Lovin' the channel. 👍👍It'll be great once Ollama supports vision
Ollama does support vision today. The llama3.2 vision should be very soon
Great content. Could you briefly describe the machine you use for this task? You mentioned 3 seconds…
I usually do and forgot this time. M1 Max MacBook Pro with 64gb. A machine you can get for about 1500 usd today.
Which hardware setup you have ?
I'm on a m1 MacBook Pro Max with 64GB RAM
ollama run llama3.2:1b
Error: llama runner process has terminated: signal: abort trap error:done_getting_tensors: wrong number of tensors; expected 147, got 146
any idea about this error?
You need to update ollama.

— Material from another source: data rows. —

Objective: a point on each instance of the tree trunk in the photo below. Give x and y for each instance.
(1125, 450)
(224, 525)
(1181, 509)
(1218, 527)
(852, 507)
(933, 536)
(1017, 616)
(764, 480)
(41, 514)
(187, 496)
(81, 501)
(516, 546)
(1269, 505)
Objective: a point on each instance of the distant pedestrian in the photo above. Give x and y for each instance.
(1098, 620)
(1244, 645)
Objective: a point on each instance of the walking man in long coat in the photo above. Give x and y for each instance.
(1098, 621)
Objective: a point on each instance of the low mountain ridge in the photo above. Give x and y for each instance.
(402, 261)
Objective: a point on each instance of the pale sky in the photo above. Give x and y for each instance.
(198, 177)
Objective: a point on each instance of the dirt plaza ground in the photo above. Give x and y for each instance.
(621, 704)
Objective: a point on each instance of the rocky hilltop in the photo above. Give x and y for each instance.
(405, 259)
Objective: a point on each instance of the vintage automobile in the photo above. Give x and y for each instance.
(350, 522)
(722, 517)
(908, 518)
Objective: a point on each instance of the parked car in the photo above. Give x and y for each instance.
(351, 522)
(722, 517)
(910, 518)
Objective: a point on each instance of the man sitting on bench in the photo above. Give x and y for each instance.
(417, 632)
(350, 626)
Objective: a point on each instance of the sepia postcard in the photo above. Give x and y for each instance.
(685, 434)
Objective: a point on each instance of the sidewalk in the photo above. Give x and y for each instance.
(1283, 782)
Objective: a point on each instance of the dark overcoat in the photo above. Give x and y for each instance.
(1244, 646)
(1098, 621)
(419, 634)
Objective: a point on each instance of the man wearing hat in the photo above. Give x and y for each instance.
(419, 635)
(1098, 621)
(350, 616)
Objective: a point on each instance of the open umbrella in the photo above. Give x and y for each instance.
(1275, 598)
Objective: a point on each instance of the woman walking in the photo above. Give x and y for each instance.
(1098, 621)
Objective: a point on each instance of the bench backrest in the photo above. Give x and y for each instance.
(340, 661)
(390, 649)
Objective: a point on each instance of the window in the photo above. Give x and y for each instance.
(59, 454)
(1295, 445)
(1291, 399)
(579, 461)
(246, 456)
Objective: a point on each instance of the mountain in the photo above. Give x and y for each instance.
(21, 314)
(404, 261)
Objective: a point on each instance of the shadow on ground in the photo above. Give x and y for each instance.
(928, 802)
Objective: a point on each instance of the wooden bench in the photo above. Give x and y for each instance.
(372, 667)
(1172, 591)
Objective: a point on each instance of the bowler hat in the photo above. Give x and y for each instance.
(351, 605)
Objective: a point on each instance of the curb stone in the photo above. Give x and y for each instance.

You should always update whenever there is a new version.
ok ,I will try it , maybe it is GFW issue, thanks.
when is ollama getting the vision models anyone know?
The team is working on it.
@@technovangelist awesome, thanks Team!
Thank you for the video. What is the tool you use for writing?
Obsidian. And the plugin for it was companion
Thanks!
First test I did was "what number is larger 9.9 or 9.11?" and it insisted 9.11 was bigger. When is 2.3 out?
It's amazing how such a small model is smarter than you?